INTELLIGENT INVESTIEREN: Schlechte Zeiten für Euro-Bankaktien

Bill Gates sagte im Jahr 1994: „Banking is necessary, banks are not.” Neue disruptive Technologien haben seine damals prophetische Aussage Wirklichkeit werden lassen.
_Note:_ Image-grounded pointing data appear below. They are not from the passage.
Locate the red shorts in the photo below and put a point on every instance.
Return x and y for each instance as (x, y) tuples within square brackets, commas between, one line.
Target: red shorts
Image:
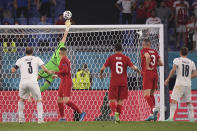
[(65, 88), (118, 92), (150, 80)]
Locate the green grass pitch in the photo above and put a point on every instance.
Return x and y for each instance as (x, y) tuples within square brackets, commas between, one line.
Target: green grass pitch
[(100, 126)]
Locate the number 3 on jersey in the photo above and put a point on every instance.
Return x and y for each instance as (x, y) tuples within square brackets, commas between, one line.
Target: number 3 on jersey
[(119, 68), (30, 69)]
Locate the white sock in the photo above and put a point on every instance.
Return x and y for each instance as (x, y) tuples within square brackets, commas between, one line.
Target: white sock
[(20, 110), (190, 111), (40, 110), (172, 110)]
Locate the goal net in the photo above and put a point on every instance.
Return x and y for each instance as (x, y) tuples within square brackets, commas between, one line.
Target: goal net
[(89, 45)]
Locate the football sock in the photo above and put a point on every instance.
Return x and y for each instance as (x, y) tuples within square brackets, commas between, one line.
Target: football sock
[(73, 106), (40, 110), (61, 109), (20, 109), (190, 111), (44, 87), (113, 106), (153, 99), (119, 108), (150, 102), (172, 110)]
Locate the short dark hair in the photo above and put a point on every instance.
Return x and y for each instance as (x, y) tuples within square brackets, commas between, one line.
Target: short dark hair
[(184, 51), (118, 47), (29, 50), (63, 49)]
FinTech-Anbieter drängen in angestammte Geschäftsfelder der Banken vor: Ob Privatkundengeschäft, Zahlungsverkehr, Kreditgeschäft, Vermögensanlage oder Kapitalmarktfinanzierungen – überall gerät das klassische Bankmodell unter Druck.

Im Prinzip ist das alles andere als besorgniserregend: Der Wettbewerb ist eine „schöpferische Zerstörung“, wie Joseph A. Schumpeter (1883 – 1950) schrieb, er ist produktiv: Bessere Lösungen ersetzen Althergebrachtes – zum Nutzen der Kunden, zur Förderung des allgemeinen Wohlstandes.

Doch die schöpferische Zerstörung, die die Banken heimsucht, stellt eine gewaltige volkswirtschaftliche Herausforderung dar. Der Grund dafür liegt in der Konstruktion des heutigen Geldsystems: Es handelt sich um ein ungedecktes Papiergeldsystem, das man auch als Fiat-Geldsystem bezeichnen kann: Die staatlichen Zentralbanken halten das Geldproduktionsmonopol, und sie weiten die Geldmenge per Kreditvergabe „aus dem Nichts“ aus. Sie haben zudem privaten Banken eine Lizenz erteilt, dabei kräftig mitzumischen: Den Geschäftsbanken ist es ausdrücklich erlaubt, im Zuge der Kreditgewährung neues Geschäftsbankengeld „ex nihilo“ zu schaffen.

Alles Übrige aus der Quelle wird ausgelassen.